I like IDL idea as it implements the iUnknown interface so that existing Libraries will work and new Libraries may be added with new features without breaking old interfaces.
Also allows runtime Documentation from actual interfaces.
May allow Dynamic Libraries that do not consume Resources when not being used.
Target Platforms
Phones, Smart Phones, Tablets, Laptops, Desktops, etc.
Project is intended to not consume large resources of the platform.
A problem being well known and well studied does NOT mean it is well Implemented.
Current claim is at Prototype set of expectations, Implementation internally is not significant. Only significance is Correctness of Results.
My assertion is that it only takes 1 counter example to show another way as an effective approach. Have read on the order of 500 papers/articles & several books. On the order of 100+ related to the problem/design/solution/implementation domains of the project.

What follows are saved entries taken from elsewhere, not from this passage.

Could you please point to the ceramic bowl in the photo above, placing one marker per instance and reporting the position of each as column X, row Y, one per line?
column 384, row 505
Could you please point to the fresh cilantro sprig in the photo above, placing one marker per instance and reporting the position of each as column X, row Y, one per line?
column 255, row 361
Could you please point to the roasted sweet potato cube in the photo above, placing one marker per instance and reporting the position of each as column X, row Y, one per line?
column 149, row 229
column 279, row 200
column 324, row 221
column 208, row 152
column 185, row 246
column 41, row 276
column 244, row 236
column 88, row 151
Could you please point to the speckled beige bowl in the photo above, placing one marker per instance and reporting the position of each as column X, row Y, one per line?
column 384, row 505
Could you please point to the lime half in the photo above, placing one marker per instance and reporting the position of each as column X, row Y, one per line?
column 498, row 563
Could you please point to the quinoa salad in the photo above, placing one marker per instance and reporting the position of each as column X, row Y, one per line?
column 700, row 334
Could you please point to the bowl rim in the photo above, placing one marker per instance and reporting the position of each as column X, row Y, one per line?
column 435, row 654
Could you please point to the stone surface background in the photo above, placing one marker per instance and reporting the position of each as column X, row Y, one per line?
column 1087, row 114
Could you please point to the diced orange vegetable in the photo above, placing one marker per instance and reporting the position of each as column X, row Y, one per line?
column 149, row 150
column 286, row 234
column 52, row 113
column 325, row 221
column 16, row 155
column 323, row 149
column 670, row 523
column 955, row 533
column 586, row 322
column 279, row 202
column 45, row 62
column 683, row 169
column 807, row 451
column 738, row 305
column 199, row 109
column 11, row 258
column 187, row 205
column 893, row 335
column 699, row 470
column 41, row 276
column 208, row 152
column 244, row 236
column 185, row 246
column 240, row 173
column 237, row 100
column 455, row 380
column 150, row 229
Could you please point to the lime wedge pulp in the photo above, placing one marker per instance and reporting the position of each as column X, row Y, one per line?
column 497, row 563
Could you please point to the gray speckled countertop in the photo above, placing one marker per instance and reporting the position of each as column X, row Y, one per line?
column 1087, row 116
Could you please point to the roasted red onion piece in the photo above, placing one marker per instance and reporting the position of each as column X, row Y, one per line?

Mid 90s wrote a Windows or NetWare multithreaded database engine that was anywhere from 2x to 10x faster than SQL DB on same HW/OS. Also easy to fall into Sorting too late trap. “When Sorting Needs To Be Faster”.
*Hobby now defined as 10+ K lines of Haxe with 3+ K lines of Comments in about a dozen source files, all Haxe except for 1 HTML and 1 JavaScript for UI front end of Web Interpreter.
Having Fun, Hope You Are Also !